Síndrome de Burnout: o esgotamento físico e mental ligado à vida profissional
Enviada em 08/10/2021
Vivida no século XVIII, a 1ª fase da Revolução Industrial concretizou um modo de produção baseado no uso da tecnologia para explorar os trabalhadores e garantir o lucro. Através dessa, configuram-se problemas como a necessidade da produtividade constante e a autoexploração do homem, fatores que promovem o esgotamento físico e mental da sociedade. A partir disso, identifica-se a imprescindibilidade de intervir nessa condição e alterá-la.
Partindo desse pressuposto, nota-se uma realidade na qual a produtividade constante é imposta aos indivíduos, de forma a submetê-los a um aprisionamento ao trabalho exaustivo. Essa característica foi descrita pelo sociólogo Byung-Chul Han através do conceito de “Sociedade do Cansaço”, pelo qual ele explicava a constante exaustão das pessoas, causada pelo ilusório dever de produtividade e a sobrecarga do serviço. Além disso, observa-se que na sociedade contemporânea as maiores epidemias não estão relacionadas a vírus ou bactérias, mas sim às patologias neurais. De acordo com a pesquisa realizada pela International Stress Management Association, cerca de 30 milhões de trabalhadores brasileiros sofrem com a Síndrome de Burnout, evidenciando a dimensão da problemática no país.
Também há a necessidade de destacar o papel da tecnologia nesses processos.

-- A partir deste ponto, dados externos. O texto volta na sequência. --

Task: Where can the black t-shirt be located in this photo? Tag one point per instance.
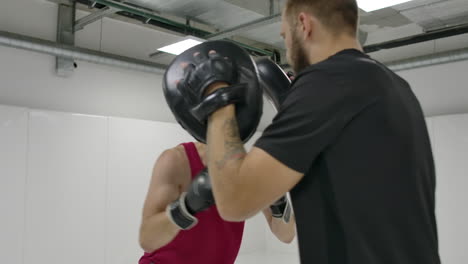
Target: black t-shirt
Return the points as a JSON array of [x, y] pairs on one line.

Inicialmente, a técnica era usada para suprir as necessidades naturais da vida, já no contexto da modernidade ela foi pensada para facilitar as tarefas humanas. Contudo, como descrito pelo sociólogo Herbert Marcuse, essa acaba por desempenhar uma função essencial na exploração e manipulação das massas, intensificando a sobrecarga dos indivíduos em vez de reduzi-la. Isso promove também um processo batizado pelo sociólogo Karl Marx como “coisificação”, no qual a população é observada pelo capitalismo apenas com o viés do consumo, ignorando suas reais necessidades físicas e psicológicas. Dessa forma, o sistema de produção vigente se torna o causador dos fatores que intensificam a fadiga social.
Evidencia-se, portanto, que o esgotamento físico e mental da sociedade é uma realidade a ser combatida. Para isso, o Governo Federal por intermédio do Ministério do Trabalho deve promover campanhas de conscientização por meio dos canais de comunicação como redes sociais, televisão e rádios destinadas aos trabalhadores e empresas, com o intuito de difundir informações acerca da exaustão do trabalho. Por fim, o Congresso Nacional– na sua condição de Poder Legislativo– precisa estabelecer diretrizes por meio de projetos de lei que garantam que as empresas com vínculos empregatícios intensifiquem suas formas de garantir a integridade emocional dos seus funcionários, visando diminuir a sobrecarga deles. Assim, gradualmente será reduzida a ocorrência da Síndrome de Burnout.